Hamas is demanding the release of more than 1,000 Palestinian prisoners in exchange for Shalit, including several hundred who had been high on Israel’s terrorist list before their capture, some of them labeled mass murderers. Israel has reportedly reconciled itself to a large-scale release.
Olmert has made it a personal priority before he leaves office to oversee Shalit’s return. “The prime minister's position is that Israel will not reach an agreement on a truce before the release of Gilad Shalit,” said a statement issued by his office Saturday.
Olmert’s office said the prime minister will consult with Likud leader Binyamin Netanyahu, who is likely to succeed him after last week’s elections, before any final decision is made on a prisoner exchange.

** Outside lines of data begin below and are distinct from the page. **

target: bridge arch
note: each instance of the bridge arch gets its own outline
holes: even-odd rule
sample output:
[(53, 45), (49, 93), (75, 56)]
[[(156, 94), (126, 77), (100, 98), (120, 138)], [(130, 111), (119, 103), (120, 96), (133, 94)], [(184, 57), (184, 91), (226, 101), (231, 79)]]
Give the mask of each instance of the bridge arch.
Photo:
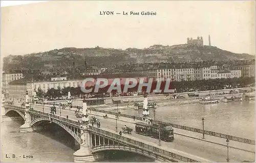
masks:
[[(147, 157), (155, 159), (158, 160), (159, 157), (153, 152), (149, 152), (141, 149), (139, 149), (133, 147), (129, 147), (125, 145), (101, 145), (93, 147), (92, 148), (92, 153), (95, 153), (98, 152), (104, 151), (112, 151), (112, 150), (118, 150), (123, 151), (125, 152), (129, 152), (133, 153), (139, 154), (140, 155), (146, 156)], [(162, 159), (159, 160), (163, 161)]]
[(31, 127), (34, 125), (35, 124), (36, 124), (37, 122), (40, 122), (40, 121), (50, 121), (50, 123), (54, 123), (55, 124), (59, 125), (59, 126), (61, 127), (63, 129), (64, 129), (67, 132), (68, 132), (70, 134), (71, 134), (73, 138), (79, 144), (81, 144), (82, 143), (82, 140), (80, 137), (79, 137), (78, 135), (76, 134), (72, 130), (71, 130), (68, 127), (62, 124), (62, 123), (60, 123), (58, 121), (55, 120), (55, 119), (50, 119), (49, 118), (47, 118), (47, 117), (41, 117), (39, 118), (38, 118), (32, 122), (31, 122)]
[(25, 118), (25, 116), (24, 116), (24, 115), (22, 113), (20, 113), (20, 112), (19, 111), (17, 111), (17, 110), (14, 110), (14, 109), (12, 109), (12, 108), (10, 108), (10, 109), (7, 109), (6, 110), (6, 113), (5, 113), (5, 115), (6, 115), (6, 114), (7, 113), (8, 113), (9, 112), (11, 112), (11, 111), (13, 111), (13, 112), (15, 112), (17, 113), (18, 113), (20, 116), (20, 117), (22, 117), (23, 118), (23, 120), (24, 121), (26, 121), (26, 118)]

Earlier reports said that Israel would agree to an interim truce stage in which 80 per cent of goods destined for Gaza would be permitted to enter the strip through crossings from Israel, with the crossings to be opened fully only after Shalit’s release.
Hamas, for its part, has maintained that negotiations for Shalit’s release will begin only after the crossings are open. Israel’s closure of the crossings to almost anything besides food and other humanitarian aid since Hamas’ takeover of the Gaza Strip almost two years ago has brought the economy of Gaza to a virtual standstill.
Israel and Hamas have been negotiating indirectly via Egyptian officials. Hamas officials said last week that an agreement on an 18-month-long truce would be announced today. However, Hamas political leader Khaled Meshal said Friday that: “there has been a setback and [the cease fire] will not start as was expected”.
He did not clarify the nature of the setback but it could be connected to Israel's demand for the release of Shalit as part of any agreement.
Egyptian officials have been urging Hamas to come to an agreement on a truce and prisoner exchange before a tough, right-wing government is formed in Israel – probably next month.